The ten year total return in this solar energy index has been -29%, a negative return for the decade. This could change in the next decade.
We have also been selectively adding commodity producers, small and moderate positions, in the areas of agriculture and even metals and mining. They are trading at very depressed levels, and if we are indeed going into a commodity bull market eventually, these should do very well and pay us dividends to boot.
You will notice I also initiated a rare position solely intended for capital gains. It is an insurer called Brighthouse Financial. It is trading at a mere fraction of its book value. If rates go higher, it should go higher as well.

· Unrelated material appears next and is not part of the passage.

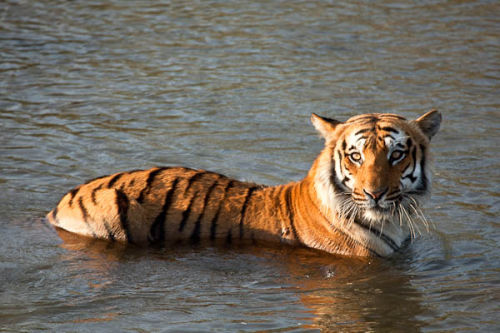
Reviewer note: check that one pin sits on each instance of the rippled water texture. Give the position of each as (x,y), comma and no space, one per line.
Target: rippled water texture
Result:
(89,88)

I wanted to end with a quote from an investor who had been through 1999. He recently wrote (1):
“…If you remember 1999/2000, if you didn’t own the bubble stocks, you actually did really well throughout the 2000-2002 bear market. It is very possible that this will happen again. Many of the frothy names can have large declines, maybe the S&P 500 index even goes down 50% or more, and people who didn’t own the most expensive stocks might actually still do well. So, don’t let people scare you out of the market with this talk of market P/E’s. If you are happy with what you own and how they are valued, hold on and things should be fine (like it was in 1999/2000). “
However, the following graphic was recently shared by my friend Dividend Growth Investor on his Twitter account, and could serve as a more positive counterpoint to the gloomier scenario above.

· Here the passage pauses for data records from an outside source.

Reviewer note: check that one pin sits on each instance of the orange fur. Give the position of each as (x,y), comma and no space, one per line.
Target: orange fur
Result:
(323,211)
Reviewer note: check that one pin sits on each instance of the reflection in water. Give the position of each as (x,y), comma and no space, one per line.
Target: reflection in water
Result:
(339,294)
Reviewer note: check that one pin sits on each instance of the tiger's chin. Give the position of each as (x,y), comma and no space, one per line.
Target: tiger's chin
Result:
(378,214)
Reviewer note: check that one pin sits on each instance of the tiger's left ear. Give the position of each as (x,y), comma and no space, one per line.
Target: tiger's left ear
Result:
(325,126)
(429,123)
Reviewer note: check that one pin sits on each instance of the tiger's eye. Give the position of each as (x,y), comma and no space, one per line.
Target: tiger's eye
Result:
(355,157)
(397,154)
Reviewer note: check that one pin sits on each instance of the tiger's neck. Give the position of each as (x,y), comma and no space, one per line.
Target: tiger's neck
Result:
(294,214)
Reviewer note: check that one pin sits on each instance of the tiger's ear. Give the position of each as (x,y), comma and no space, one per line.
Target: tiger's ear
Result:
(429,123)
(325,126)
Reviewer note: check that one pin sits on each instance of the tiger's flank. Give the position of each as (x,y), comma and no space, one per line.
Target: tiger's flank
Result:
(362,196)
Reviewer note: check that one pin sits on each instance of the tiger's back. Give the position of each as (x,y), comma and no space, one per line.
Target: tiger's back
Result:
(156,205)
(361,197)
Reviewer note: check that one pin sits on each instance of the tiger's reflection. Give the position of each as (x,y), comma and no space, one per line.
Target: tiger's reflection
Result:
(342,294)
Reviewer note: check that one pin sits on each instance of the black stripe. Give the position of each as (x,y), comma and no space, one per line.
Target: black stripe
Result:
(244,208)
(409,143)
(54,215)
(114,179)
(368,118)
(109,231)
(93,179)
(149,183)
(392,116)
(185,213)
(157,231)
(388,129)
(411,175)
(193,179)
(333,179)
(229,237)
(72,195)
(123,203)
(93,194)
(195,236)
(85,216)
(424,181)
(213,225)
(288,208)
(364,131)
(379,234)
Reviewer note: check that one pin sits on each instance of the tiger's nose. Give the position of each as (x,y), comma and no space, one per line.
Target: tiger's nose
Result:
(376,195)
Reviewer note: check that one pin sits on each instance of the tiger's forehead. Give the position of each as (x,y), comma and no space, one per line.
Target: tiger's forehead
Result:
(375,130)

We could actually be in the early stages of a new secular bull market, which goes to show you that the best strategy is probably to keep investing in attractively valued companies that have good corporate cultures for the long run
Lastly, I wanted to share some very good news. Interactive Brokers enabled us to flip a switch and change to their “Lite” version, which eliminates all trading fees, and especially those pesky minimum monthly commissions for accounts under $100k. I am pleased to announce that there are NO trading fees, and NO MORE monthly minimum commissions from Interactive Brokers. I am thrilled about that.
That is the update for now. I wanted to give some context, historical and otherwise, on this very interesting market we are currently involved in. I will write much more detail in the next annual update published in early 2021.
Since Covid, value type stocks have suffered one of their worst drawdowns compared to growth/glamour in a long, long, long time. However, that is usually the time to hold tight, and even add more value, as many seasoned investors have seen this before, and anticipate a reversion to the mean down the line. Value tends to perform best over long periods of time, but sometimes, investors must deal with long drawdowns. It makes sense that in this once-in-a-century pandemic, the market may be scared that things have changed forever. Reality, though, is usually more nuanced. By staying as disciplined and consistent as we can, we will hopefully be set up to enjoy the value premium when it finally returns, collecting and reinvesting our dividends on the way.
Thank you as always for your continued business.